At the June meeting, the projected deficit was $2,428,000. Continued declining enrollment is one of the main reasons the district is operating in an annual deficit. However, with a beginning balance projected at $8.8 million, the district is able to absorb the $3.3 million deficit.

“We still are in a deficit because of declining enrollment, but we are cautiously optimistic that we are in a better place today,” Vreeman said.

Vreeman was also optimistic the district would be able to cover deferrals from the state with interfund borrowing and not have to use outside sources to cover monthly payroll as was discussed as a possibility at the June meeting.

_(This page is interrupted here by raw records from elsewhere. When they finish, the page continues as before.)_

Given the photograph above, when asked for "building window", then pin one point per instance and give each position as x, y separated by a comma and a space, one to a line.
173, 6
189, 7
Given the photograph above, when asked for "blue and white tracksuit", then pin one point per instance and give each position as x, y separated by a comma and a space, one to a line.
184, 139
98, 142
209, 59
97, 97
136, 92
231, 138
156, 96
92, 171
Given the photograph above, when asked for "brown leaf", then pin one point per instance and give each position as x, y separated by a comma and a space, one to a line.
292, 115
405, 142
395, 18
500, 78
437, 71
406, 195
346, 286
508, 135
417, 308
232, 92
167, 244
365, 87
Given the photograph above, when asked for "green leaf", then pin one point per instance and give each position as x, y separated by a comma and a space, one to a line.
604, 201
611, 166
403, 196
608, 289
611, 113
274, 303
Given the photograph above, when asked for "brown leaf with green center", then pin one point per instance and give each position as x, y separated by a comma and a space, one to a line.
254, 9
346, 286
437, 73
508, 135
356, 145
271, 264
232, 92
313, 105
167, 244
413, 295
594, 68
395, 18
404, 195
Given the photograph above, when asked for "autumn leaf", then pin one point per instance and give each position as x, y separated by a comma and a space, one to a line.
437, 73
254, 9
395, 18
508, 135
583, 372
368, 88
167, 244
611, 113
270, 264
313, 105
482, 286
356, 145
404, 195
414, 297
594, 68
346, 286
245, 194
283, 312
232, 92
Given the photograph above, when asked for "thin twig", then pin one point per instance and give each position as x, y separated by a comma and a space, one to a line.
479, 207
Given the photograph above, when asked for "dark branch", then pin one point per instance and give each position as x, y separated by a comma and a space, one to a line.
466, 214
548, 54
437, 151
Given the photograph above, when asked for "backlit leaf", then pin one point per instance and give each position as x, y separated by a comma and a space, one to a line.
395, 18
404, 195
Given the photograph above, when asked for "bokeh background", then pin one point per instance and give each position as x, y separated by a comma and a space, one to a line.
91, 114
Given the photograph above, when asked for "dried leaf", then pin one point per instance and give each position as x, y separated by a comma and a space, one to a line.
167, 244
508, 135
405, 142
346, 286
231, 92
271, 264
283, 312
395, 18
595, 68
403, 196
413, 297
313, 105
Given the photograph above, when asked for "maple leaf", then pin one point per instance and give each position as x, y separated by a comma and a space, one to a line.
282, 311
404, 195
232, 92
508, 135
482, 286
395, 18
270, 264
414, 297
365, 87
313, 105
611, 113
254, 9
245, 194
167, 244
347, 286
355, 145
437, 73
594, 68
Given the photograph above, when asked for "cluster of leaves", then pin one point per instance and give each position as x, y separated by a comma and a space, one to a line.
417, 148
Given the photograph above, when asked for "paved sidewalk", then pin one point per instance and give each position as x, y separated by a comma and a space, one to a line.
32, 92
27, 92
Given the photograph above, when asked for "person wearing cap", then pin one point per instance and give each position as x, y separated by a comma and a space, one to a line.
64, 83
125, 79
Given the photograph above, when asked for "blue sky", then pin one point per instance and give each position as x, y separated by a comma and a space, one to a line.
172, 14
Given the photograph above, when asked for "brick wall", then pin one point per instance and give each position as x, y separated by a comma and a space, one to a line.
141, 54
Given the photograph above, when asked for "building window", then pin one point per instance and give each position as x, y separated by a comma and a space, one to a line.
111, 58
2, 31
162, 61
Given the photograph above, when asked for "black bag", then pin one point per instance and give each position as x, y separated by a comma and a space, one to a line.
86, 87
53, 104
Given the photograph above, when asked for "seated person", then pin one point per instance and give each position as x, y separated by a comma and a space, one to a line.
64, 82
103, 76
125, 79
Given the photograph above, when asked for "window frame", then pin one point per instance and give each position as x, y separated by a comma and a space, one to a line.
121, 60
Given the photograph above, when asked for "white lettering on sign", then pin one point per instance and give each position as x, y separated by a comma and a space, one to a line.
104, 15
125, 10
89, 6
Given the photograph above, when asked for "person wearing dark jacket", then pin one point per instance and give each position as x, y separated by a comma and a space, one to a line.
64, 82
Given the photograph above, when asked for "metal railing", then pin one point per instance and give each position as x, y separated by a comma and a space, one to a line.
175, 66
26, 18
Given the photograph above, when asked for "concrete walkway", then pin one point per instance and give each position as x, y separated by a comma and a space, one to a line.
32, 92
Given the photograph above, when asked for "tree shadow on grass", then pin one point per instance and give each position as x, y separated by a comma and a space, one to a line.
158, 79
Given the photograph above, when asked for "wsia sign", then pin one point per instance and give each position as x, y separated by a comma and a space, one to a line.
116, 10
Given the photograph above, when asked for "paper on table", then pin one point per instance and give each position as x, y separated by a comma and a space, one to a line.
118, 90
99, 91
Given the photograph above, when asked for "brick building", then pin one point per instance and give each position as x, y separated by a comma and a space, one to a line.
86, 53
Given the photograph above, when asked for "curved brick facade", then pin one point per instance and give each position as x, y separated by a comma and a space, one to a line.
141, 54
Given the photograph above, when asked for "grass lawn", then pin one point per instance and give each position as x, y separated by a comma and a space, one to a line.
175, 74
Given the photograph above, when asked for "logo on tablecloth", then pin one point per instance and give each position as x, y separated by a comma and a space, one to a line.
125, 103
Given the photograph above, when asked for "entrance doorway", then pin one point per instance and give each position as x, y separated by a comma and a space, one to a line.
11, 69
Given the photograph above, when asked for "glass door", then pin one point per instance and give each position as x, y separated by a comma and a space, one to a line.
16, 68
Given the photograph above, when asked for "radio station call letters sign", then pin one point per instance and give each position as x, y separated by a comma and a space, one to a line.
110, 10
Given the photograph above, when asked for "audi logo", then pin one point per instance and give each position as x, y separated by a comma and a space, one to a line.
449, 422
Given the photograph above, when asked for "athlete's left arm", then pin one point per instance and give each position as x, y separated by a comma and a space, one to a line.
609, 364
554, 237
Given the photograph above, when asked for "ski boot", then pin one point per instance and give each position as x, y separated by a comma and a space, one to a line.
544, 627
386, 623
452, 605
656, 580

“One of the ways to balance the state budget is to defer money to the school districts for coming up years. For example, in the (state) budget agreement, the money we would have received in March and April and May in this upcoming 20/21, we will not receive until October, September and August,” he said in June.

If the district borrows from outside sources, it would have to pay interest, Vreeman said. If it can use interfund borrowing, there is no interest, however.

“We think we can interfund borrow and make payroll this year,” he said.

The next step for the 2020/2021 budget will be Vreeman’s report on the unaudited actuals for the 2019/2020 school year in September.

“In September,” he said, “we will have those numbers exact. The budget is exact one time a year in September.”

“We need to look at a budget reduction plan for 2021/2022,” he said, continuing. “We will need to work on that moving forward. One of the things also is we are monitoring enrollment and attendance. We do that daily.”

Other risk factors the district is monitoring, Vreeman said, is its sources of revenue. Vreeman explained the district’s revenue is based on three major factors – income tax, sales tax and corporate tax.

“If people are unemployed, the income tax might not be there. If people don’t have the funds for sales to buy things, the sales tax could be down,” he said. “We really have to keep an eye on this.”

Board president Patty Ingram asked Vreeman if the approximate $8 million the district received for COVID-19 relief was part of the 2020/2021 budget.

“The guidance we received is you could use that $8 million to plug a budget deficit. What we learned is there are restrictions,” he said in reply. “That money was pulled out. It is not part of $3 million deficit.”

He went on to explain the funds could only be used for COVID-19 relief. Among the things mentioned the funds are going toward are cleaning supplies and resources for distance learning.

The new school year begins Thursday, Aug. 13, with distance learning in YCJUSD as San Bernardino County and Riverside County are both on the state’s monitoring list.